Given our digital age, this should be good times for older, heritage brands. After all, it is easy for consumers to spot a brand from the distant or not so distant past and post about it in social media. Unfortunately, heritage brands seem to be dropping left and right with no slowdown in sight. This seems the potential fate of the English heritage outerwear brand Aquascutum, which closed its flagship Regent St store during the pandemic and has ceased operations in the UK.

Aquascutum brochure
Aquascutum brochure (2009). Photo credit: Aquascutum.

This is quite a shame since Aquascutum is second only to Burberry in terms of English (and more broadly speaking UK) outerwear brands. Although Burberry may have won the battle of the trench coat, Aquascutum has arguably shown as much, if not more, fabric innovation throughout its history. Indeed it was founded a few years before Burberry. However, the point is not to take sides but to celebrate a worthy brand.

Aquascutum label
Label inside my Aquascutum rain coat. Photo credit: Juhn Maing.

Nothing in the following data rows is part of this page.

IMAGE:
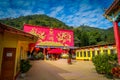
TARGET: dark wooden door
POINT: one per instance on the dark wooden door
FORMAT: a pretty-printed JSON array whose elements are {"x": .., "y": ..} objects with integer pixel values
[{"x": 8, "y": 63}]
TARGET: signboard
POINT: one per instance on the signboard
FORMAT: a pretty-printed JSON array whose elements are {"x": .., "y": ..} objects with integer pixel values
[{"x": 50, "y": 36}]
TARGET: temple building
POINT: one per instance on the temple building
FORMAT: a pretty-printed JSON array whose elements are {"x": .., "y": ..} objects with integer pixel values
[
  {"x": 14, "y": 45},
  {"x": 50, "y": 40}
]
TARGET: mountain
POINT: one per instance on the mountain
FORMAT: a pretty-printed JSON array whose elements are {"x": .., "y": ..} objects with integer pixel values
[
  {"x": 84, "y": 35},
  {"x": 87, "y": 36},
  {"x": 42, "y": 20}
]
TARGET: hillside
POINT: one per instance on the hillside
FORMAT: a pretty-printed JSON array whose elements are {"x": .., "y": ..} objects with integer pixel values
[
  {"x": 84, "y": 35},
  {"x": 42, "y": 20}
]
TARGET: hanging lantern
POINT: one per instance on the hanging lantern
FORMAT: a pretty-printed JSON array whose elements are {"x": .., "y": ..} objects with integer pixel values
[{"x": 37, "y": 49}]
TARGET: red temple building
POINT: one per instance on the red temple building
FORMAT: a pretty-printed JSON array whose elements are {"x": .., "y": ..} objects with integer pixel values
[{"x": 51, "y": 40}]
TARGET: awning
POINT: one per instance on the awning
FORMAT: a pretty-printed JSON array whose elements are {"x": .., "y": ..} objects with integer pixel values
[{"x": 55, "y": 51}]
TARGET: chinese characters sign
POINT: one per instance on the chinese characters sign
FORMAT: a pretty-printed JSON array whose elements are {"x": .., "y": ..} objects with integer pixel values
[{"x": 50, "y": 36}]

I feel very fortunate to have bought an Aquascutum trench coat in their London flagship store on Regent St more than a decade ago. Whilst in the store I also picked up the Aquascutum brochure which lays out their history and process, and managed to find it after all these years. Here are a few photos from the brochure:

Although we may be in the process of losing Aquascutum, a number of UK fabric and outerwear brands still carry the heritage torch – Barbour, Mackintosh, Chrysalis, Hancock, Millerain and Ventile, among others.

Special thanks to Tim Mureau for inspiring me to write this post about Aquascutum.